The immune mechanism of sepsis has been widely studied. Both innate and adaptive immune function are compromised in patients with sepsis.[6] The classic biphasic model presumes that sepsis features an initial proinflammatory phase and a subsequent anti-inflammatory phase.[17] However, more evidence has shown that sepsis-induced immune dysfunction is highly variable, so a competition model is introduced in which pro- and anti-inflammatory activities are in dynamic equilibrium and mutually interact.[18,19,20,21,22] The proper monitoring of immune status and reversal of immune disorders are crucial to the treatment of septic patients. Combining multiple immune markers to compensate for the low prediction efficiency of single markers, this study found a poor prognosis of patients with severe immune dysfunction, named MARS, and deterioration of immune status, named DT.

Immune status can be measured by many approaches.[23] We chose cytokines as biomarkers of immune dysfunction. Serum cytokine levels were higher in non-survivors, which was consistent with previous studies[14,24,25] that sepsis induced an intensive host immune reaction to pathogens, called the “cytokine storm” and could lead to poor prognosis. Additionally, HLA-DR expression could reflect the functions of both innate and adaptive immune systems, and its lower expression indicates immunosuppression.[6,15] In our study, non-survivors had lower HLA-DR expression. This confirmed that HLA-DR expression can best reflect immune function and predict prognosis after 48 hours of sepsis duration.[16] Our study also supported the competition model by demonstrating that pro- and anti-inflammatory activities in sepsis occurred concurrently, which were reflected by simultaneously elevated serum levels of both pro- and anti-inflammatory cytokines and lower HLA-DR expression.
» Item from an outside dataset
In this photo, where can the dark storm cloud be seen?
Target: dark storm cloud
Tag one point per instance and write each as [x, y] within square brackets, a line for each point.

Although the prognostic value of many immune markers has been widely studied, it has rarely been reported how to combine multiple immune markers to reach a more precise definition of immune status and a better prediction of mortality. A previous study showed that the combination model of anti- and proinflammatory cytokines had higher prognostic value for sepsis.[26] In this study, we combined HLA-DR expression and cytokine levels to define each immune status, namely, SIRS, CARS and MARS. A recent study on their mechanisms confirmed that CARS can arise at the beginning of the disease course but not following SIRS, and SIRS and CARS are both regulated by infiltrating macrophages and T cells and depend on the Nod-like receptor pyrin containing (NLRP) 3 inflammasome.[27] The concept of MARS was introduced as either the coexistence of overwhelming inflammation and suppression of innate and adaptive immunity or an intermediate phase between SIRS and CARS.[11] We defined MARS as an independent phase of severely imbalanced pro- and anti-inflammatory processes, and our data demonstrated that MARS was more frequent in non-survivors, while SIRS and CARS were more frequent in survivors. MARS at day 3 was also an independent risk factor for poor outcome, as revealed by our multivariate analysis. This confirmed that uncontrolled, excessive inflammatory activities could lead to poor prognosis.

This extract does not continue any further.